The recovery workflow works as a runbook and can be executed based on your application’s requirements. It enables you to define steps to logically group the virtual machines in a DR plan to perform operations in a defined order. When you create a DR plan, Disaster Recovery makes your job a little easier by automatically creating a default recovery workflow for the DR plan and adds all the virtual machines in the DR plan to a single VM boot step. You can go ahead and review the default recovery workflow in the Recovery Workflow section on the Recovery tab on the DR plan details page of the Management Console. You can edit the default recovery workflow based on your failover requirements by adding multiple recovery steps, such as virtual machine (VM) boots and time delays. Read on to know more about VM boots and time delays.
Actions possible in a Recovery Workflow
|Add Recovery Step||Edit the default recovery workflow and add multiple recovery steps like VM Boot and Time Delay.|
|Abort recovery if any VM in this boot step fails to boot||Abort the failover operation if any VM in the boot step does not boot.|
|Reorder VMs and boot steps||
|Add Script||Clicking more options next to a VM lets you add a script to the VM. This script executes when the VM boots up. You can also specify a script timeout value and choose to abort failover for the VM if the script execution fails.|
Steps in a recovery flow
|Add Recovery Step
Edit the default recovery workflow and add multiple recovery steps like VM Boot and Time Delay.
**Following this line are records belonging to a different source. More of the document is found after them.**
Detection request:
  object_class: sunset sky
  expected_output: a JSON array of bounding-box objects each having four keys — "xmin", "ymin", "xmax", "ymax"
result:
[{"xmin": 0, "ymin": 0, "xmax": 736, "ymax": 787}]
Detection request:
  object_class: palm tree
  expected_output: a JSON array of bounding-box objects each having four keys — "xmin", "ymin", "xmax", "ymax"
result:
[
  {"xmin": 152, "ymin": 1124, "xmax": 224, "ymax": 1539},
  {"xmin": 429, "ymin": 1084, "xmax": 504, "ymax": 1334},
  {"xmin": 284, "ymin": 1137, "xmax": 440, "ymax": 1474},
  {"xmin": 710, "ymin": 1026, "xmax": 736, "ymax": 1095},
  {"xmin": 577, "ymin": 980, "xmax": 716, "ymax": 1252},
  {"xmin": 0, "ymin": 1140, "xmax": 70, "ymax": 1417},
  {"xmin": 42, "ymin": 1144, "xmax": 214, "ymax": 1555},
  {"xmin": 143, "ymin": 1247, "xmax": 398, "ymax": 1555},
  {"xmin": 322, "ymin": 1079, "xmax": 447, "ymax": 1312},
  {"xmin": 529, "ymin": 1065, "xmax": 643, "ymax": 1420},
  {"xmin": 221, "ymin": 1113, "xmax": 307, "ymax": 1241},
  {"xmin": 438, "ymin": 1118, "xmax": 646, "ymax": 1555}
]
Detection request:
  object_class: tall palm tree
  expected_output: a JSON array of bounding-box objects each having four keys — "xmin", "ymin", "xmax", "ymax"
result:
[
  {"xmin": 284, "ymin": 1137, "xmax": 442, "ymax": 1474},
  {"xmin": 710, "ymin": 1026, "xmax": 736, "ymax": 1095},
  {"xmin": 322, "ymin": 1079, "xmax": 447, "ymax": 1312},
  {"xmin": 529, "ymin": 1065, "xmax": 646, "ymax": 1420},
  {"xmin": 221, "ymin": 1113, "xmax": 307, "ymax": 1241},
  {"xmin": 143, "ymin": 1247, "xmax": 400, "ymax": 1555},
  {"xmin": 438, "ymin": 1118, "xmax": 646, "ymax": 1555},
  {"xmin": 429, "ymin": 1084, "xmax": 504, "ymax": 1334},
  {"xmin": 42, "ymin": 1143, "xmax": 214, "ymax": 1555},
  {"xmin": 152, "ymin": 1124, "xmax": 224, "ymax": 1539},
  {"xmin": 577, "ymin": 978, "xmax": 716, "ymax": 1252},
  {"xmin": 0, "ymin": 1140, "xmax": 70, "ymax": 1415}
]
|VM Boot||Enables you to define a boot order for a group of virtual machines in the DR plan and add scripts in the recovery path to perform critical operations, such as change hostnames of the EC2 instances, modify service configurations, add or remove network routes and gateways, and so on.|
|Time Delay||Enables you to add a time delay between the execution of the two steps during the recovery operation. You can set the time delay or delete the time delay step.|
Customizing the recovery workflow
The recovery workflow enables you to perform the following tasks:
- Add VM boot steps to the recovery workflow and specify their sequence of execution.
- Add on-boot scripts for execution after virtual machines boot up.
- Specify a timeout for the execution of the script.
- Enable abort settings for a step if you want to cancel a failover job when failover of any virtual machines fails during that step.
- Add time delays between the execution of two steps.
- Move virtual machines from one boot step to another boot step, as required.
- Change the order of the execution of the steps. You can simply drag and drop a step to change the order of the execution.
- Remove a time delay step from the recovery workflow.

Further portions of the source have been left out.